IAPWS equation of state¶

ReducedStateIAPWS¶

class simu.app.thermo.contributions.iapws.standard.ReducedStateIAPWS¶

Bases: ThermoContribution

In the IAPWS EOS, all contributions are expressed in terms of

\[\tau_i = \frac{T_{c,i}}{T} \quad\text{and}\quad \varrho_i = \frac{\rho_i}{\rho_{c,i}} = \frac{M_i\,n_i}{V\,\rho_{c,i}}\]

There is no limitation at this point to pure species models. The contribution simply calculates the dimensionless temperatures and mole-densities for all species in vector form.

This contribution is part of the EOS as described in [WPrus02], section 6.2.

It relies on prior definition of molecular weight mw, as the volumetric terms are implemented as density.
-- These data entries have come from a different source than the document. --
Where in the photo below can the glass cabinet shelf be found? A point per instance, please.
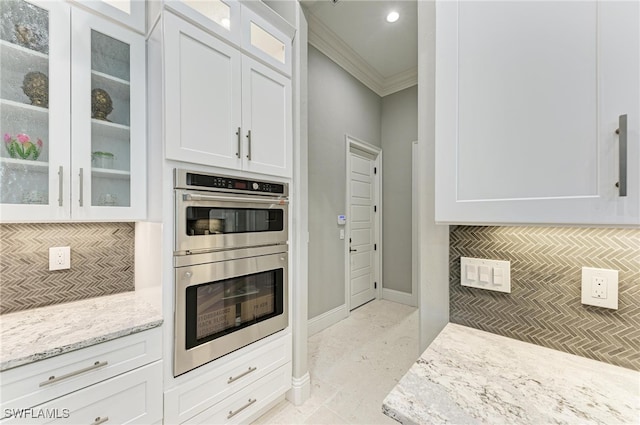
(25, 165)
(110, 174)
(17, 54)
(33, 112)
(116, 87)
(111, 129)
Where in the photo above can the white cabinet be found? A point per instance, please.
(528, 99)
(120, 380)
(261, 372)
(230, 110)
(128, 12)
(251, 26)
(203, 101)
(84, 167)
(267, 117)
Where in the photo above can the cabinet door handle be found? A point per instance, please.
(232, 413)
(239, 134)
(81, 200)
(54, 379)
(249, 145)
(245, 373)
(622, 155)
(60, 185)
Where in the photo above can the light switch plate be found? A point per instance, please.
(59, 258)
(600, 287)
(493, 275)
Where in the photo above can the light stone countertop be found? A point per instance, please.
(37, 334)
(468, 376)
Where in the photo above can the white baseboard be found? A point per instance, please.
(300, 389)
(327, 319)
(399, 297)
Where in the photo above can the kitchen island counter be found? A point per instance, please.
(471, 376)
(31, 335)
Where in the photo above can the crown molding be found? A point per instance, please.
(400, 81)
(330, 44)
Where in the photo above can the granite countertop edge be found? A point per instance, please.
(471, 376)
(31, 335)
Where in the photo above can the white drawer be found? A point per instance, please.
(29, 385)
(134, 397)
(248, 403)
(203, 390)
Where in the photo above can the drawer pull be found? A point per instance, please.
(245, 373)
(232, 413)
(53, 379)
(622, 155)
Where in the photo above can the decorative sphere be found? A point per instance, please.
(36, 86)
(101, 104)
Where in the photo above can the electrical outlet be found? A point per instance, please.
(59, 258)
(600, 287)
(494, 275)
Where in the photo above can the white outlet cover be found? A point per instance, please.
(60, 252)
(589, 274)
(492, 275)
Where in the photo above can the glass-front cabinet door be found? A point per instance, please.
(108, 126)
(34, 110)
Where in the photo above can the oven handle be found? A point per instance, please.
(202, 197)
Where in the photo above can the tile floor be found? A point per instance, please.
(353, 366)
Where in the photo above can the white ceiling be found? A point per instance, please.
(356, 35)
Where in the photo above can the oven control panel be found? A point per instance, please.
(194, 180)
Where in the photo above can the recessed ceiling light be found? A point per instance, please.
(393, 16)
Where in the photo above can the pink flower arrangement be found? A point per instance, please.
(22, 147)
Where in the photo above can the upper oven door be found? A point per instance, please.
(207, 221)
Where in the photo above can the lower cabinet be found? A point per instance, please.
(118, 381)
(134, 397)
(246, 404)
(234, 389)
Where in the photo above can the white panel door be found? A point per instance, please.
(361, 239)
(267, 119)
(528, 96)
(203, 94)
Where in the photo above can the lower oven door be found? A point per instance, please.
(226, 305)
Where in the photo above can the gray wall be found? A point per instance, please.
(338, 105)
(399, 130)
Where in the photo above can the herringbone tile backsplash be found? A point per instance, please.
(544, 306)
(102, 263)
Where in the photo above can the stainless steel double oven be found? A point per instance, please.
(230, 262)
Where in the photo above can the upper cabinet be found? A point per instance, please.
(131, 13)
(73, 123)
(233, 110)
(237, 23)
(536, 103)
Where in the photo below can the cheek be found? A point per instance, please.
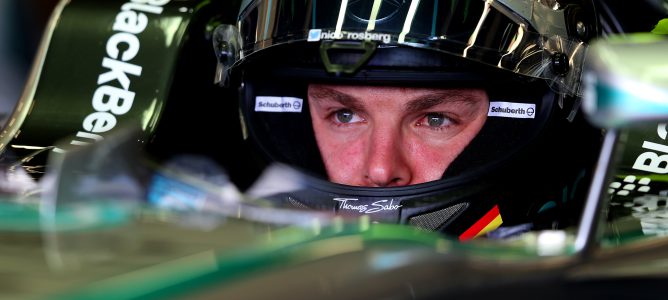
(342, 155)
(429, 161)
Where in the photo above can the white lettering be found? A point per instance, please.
(123, 46)
(123, 37)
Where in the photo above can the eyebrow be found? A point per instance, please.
(428, 101)
(420, 103)
(346, 100)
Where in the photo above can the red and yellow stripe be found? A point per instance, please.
(490, 221)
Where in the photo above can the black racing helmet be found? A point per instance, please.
(527, 166)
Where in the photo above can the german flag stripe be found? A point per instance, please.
(490, 221)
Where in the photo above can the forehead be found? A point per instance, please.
(361, 92)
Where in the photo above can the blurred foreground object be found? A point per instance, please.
(626, 80)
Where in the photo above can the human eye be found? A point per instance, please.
(435, 121)
(345, 116)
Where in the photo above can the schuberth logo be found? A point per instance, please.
(512, 110)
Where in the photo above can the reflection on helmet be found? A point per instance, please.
(528, 163)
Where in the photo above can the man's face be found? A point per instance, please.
(392, 136)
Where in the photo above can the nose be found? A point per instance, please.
(386, 163)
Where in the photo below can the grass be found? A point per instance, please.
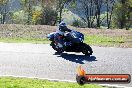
(98, 40)
(25, 40)
(101, 40)
(10, 82)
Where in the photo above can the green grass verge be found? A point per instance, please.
(10, 82)
(98, 40)
(25, 40)
(101, 40)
The following parameters need to be provided as species vectors:

Property	Symbol	Description
T_c	\(T_c\)	Critical temperatures [K]
rho_c	\(\rho_c\)	Critical density [kg/m3]
p_c	\(p_c\)	Critical pressure [Pa]

Note

Despite numerous occasions in literature where \(\tau := T / T_c\), the reciprocal value is used here.

StandardStateIAPWS¶

class simu.app.thermo.contributions.iapws.standard.StandardStateIAPWS¶

Bases: ThermoContribution

With previously defined \(\tau\) (_tau) and \(\varrho\) (_rho), the standard state of the IAPWS model according to [WPrus02] is defined via the chemical potential. With

\[\eta_i = \exp(-\gamma_{k,i}^0\,\tau_i)\]

we write

\[\phi_i = n_{1, i}^0 + n_{2, i}^0\,\tau_i + n_{3, i}^0\,\ln \tau_i + \sum_{k=4}^{8}\,n_{k, i}^0\,\ln(1 - \eta_i)\]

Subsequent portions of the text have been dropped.